This information is generated by the website as the file robots.txt does not exist in FTP

2) While trying to deactivate the generation of the site map I have an error. Whether I put the correct information or not, I always get the same error message.

3) Which results in the slowing down of the website. Why there are no tools in invasion to see the bad Crawler that does not respect the rules of the robots.txt file, would gain in security by blacklisting (DDoS, Brute Force, Flodding, ...) them if the information (can be blacklisted by being redirected to the site robots.txt).

4) Although the website is closed to the public with the invision banner (Offline site) the crawler continue to access the images which is problematic. How to regenerate hashcodes of images ?

Edited May 5, 2023 by iProxy

Randy Calvert · May 5, 2023

1. Click on crawl management tab (you see it in your screenshot). Click on custom and define your own. You can also click on “Do not use” and create your own file via FTP. Remember though… if you choose custom or do not use… you start with nothing for the file. So you might want to add even the stuff that might already be in auto the IPS generated version.

2. This is typically just the root of your install with the protocol. So https://yourwebsite.tld/invision/sitemap.php based on your example above.

3. Slowing down bad bots, etc is not something you do at the software level. You do that at either your server level or firewall level. Talk to your host for help with that. And bad bots don’t respect robots.txt just fyi. 🙂

4. That’s a server/hosting issue. You might block them using custom .htaccess rules or via a firewall.

iProxy · May 5, 2023

I have tried it and still get the same error message
I have tried it and still get the same error message
I find your answer simplistic. When a Crawler tries to access a topic that has been removed (from public view) and persists sometimes it's blatantly obvious sometimes it's not, what do you want the host to do it's not his job to monitor developments in "my" community.
Another example if a topic has been made public and then removed by a moderator (invisible) but not deleted, the Crawler can still download the images and files.
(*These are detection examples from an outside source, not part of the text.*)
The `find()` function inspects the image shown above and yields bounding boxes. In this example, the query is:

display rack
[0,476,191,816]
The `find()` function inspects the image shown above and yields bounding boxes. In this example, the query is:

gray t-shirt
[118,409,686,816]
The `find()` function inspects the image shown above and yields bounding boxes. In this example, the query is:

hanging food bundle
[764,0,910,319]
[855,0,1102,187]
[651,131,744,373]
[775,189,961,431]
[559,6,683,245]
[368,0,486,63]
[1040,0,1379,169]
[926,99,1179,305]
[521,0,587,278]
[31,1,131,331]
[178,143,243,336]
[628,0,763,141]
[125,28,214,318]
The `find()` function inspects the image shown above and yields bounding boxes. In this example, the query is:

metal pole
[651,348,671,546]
I'm asking how to regenerate the Hashcode for images/files without knowing to delete them and re-upload them one by one.

Edited May 5, 2023 by iProxy

Randy Calvert · May 5, 2023

28 minutes ago, iProxy said:

I find your answer simplistic. When a Crawler tries to access a topic that has been removed (from public view) and persists sometimes it's blatantly obvious sometimes it's not, what do you want the host to do it's not his job to monitor developments in "my" community.

When a crawler tries to access a topic that it does not have permission to access, it will get a message denied. It can't do anything else. In terms of IPB trying to figure out what speed your server or site can handle... it can't do this. It does not know if it's on a shared host, or some monster beast, etc. It does not know if it's the only thing running on the server or if there are other sites/applications also running. You need to monitor and control bad bots outside of the software. Good bots will follow robots.txt instructions you place in. Bad ones that don't... you should be blocking from getting to the site at all which is done either at your server denying by the IP addresses or ASN (for example using CSF), etc or within some sort of WAF that sits in front of the site/server.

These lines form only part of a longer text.